1987        In Suriname Desi Bouterse was forced by international pressure to give up power and allow the return of a democratically elected government.
    (AP, 7/16/06)

1987        Syria sent troops into West Beirut to enforce a cease-fire.
    (SFC, 4/27/05, p.A8)

1987        In Taiwan martial law was lifted by Pres. Chiang Ching-Kuo, son of Chiang Kai-Shek.
    (SFC, 6/9/97, p.A8)(SFC, 6/10/97, p.A8)

1987        Rebel leaders of a Thailand southern insurgency were offered general amnesty.
    (SFC, 1/23/04, p.A7)

1987         A UN Convention Against Torture was established.
    (SSFC, 5/19/02, p.A18)

1987-1991    Gen. Ramon Guillen Davila headed the CIA-financed Venezuelan National Guard antinarcotics group. During his tenure 1-2 tons of cocaine were smuggled into the US. He was indicted by a federal grand jury in Miami in 1996.
    (WSJ, 11/22/96, p.A12)(SFC, 11/23/96, p.A2)
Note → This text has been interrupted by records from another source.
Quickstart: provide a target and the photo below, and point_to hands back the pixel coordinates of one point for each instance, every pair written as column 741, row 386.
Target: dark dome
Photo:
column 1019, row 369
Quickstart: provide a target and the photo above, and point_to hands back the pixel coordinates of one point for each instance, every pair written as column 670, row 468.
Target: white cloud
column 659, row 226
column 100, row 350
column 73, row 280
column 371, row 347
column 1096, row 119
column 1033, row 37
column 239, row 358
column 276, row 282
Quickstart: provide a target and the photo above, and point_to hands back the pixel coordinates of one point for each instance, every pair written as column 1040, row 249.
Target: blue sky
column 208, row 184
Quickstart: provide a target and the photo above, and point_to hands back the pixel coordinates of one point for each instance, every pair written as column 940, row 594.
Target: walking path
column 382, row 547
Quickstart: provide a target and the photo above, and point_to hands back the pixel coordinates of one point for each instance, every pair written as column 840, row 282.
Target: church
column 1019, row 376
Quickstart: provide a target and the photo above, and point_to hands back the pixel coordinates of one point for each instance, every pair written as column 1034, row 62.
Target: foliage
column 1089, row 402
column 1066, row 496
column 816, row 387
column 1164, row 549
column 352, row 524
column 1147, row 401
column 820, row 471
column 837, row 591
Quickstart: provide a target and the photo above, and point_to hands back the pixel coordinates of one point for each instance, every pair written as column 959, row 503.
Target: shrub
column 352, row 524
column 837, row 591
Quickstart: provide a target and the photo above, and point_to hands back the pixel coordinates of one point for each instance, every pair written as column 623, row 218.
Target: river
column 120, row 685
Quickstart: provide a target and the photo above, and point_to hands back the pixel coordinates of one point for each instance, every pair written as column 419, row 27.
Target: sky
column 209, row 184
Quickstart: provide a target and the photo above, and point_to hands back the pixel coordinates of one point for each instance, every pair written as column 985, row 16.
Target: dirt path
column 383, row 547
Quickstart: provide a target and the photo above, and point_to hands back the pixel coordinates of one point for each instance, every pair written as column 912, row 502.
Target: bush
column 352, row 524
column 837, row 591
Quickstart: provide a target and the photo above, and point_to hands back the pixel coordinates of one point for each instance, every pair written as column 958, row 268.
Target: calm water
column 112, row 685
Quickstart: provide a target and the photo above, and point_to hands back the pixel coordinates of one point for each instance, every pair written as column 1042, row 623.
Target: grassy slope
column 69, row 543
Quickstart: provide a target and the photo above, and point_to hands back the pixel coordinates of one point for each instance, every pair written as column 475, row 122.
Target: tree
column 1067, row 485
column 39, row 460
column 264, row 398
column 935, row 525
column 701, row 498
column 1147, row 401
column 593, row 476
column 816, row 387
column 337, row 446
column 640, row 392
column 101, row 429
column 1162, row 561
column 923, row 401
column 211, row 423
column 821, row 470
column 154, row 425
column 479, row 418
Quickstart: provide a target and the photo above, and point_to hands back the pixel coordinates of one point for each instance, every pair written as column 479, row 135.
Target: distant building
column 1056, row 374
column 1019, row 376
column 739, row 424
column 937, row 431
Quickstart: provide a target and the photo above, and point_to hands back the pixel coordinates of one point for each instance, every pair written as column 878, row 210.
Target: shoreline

1987-1992    ChevronTexaco used the services of James Giffen to gain exclusive rights to study the Tengiz oil field. Kazakstan paid his Mercator corp. some $67 million from 1994-2000 for consulting work. In 2003 Giffen was indicted under the 1977 Foreign Corrupt Practices Act.
    (SFC, 4/7/03, p.A14)

1987-1992    Earl Edwin Pitts, a senior FBI agent, was arrested on espionage charges in 1996. He was most active as a Russian spy over this period.
    (SFC, 12/19/96, p.A1)

1987-1993    In Burundi Pierre Buyoya, a Tutsi paratrooper, became the military president.
    (SFC, 8/26/96, p.A4)

1987-1993    The Intifada, a stone-throwing revolt against Israel, began in Gaza’s Jebaliya refugee camp. The Ansar-3 detention camp in the Negev Desert was one of a number established to hold Palestinian men arrested in the uprising. In 1998 the documentary film "Diogenes: Ansar 3" was produced by Hans Fels and Eitan Wetzler of The Netherlands and Israel.
    (SFC, 6/10/97, p.A12)(Cinemayyat, 2000)

1987-1998    Chester D. Turner, a pizza delivery man, raped and strangled at least 10 women in South Los Angeles. In 2004 DNA Turner (39) was charged with 10 murders based on DNA evidence. Turner was already serving an 8-year sentence for rape when DNA linked him to the serial killings. In 2007 he was sentenced to death.
    (AP, 10/27/04)(SFC, 7/11/07, p.B10)

1987-2001    In France Michel Fourniret, dubbed the "Ogre of the Ardennes", admitted in his trial to murdering, raping and kidnapping seven young girls and women during this period. His wife, Monique Olivier, was accused of helping him trap the victims. In 2008 Fourniret (66) and Olivier (59) were convicted and sentenced to life in prison for the murders.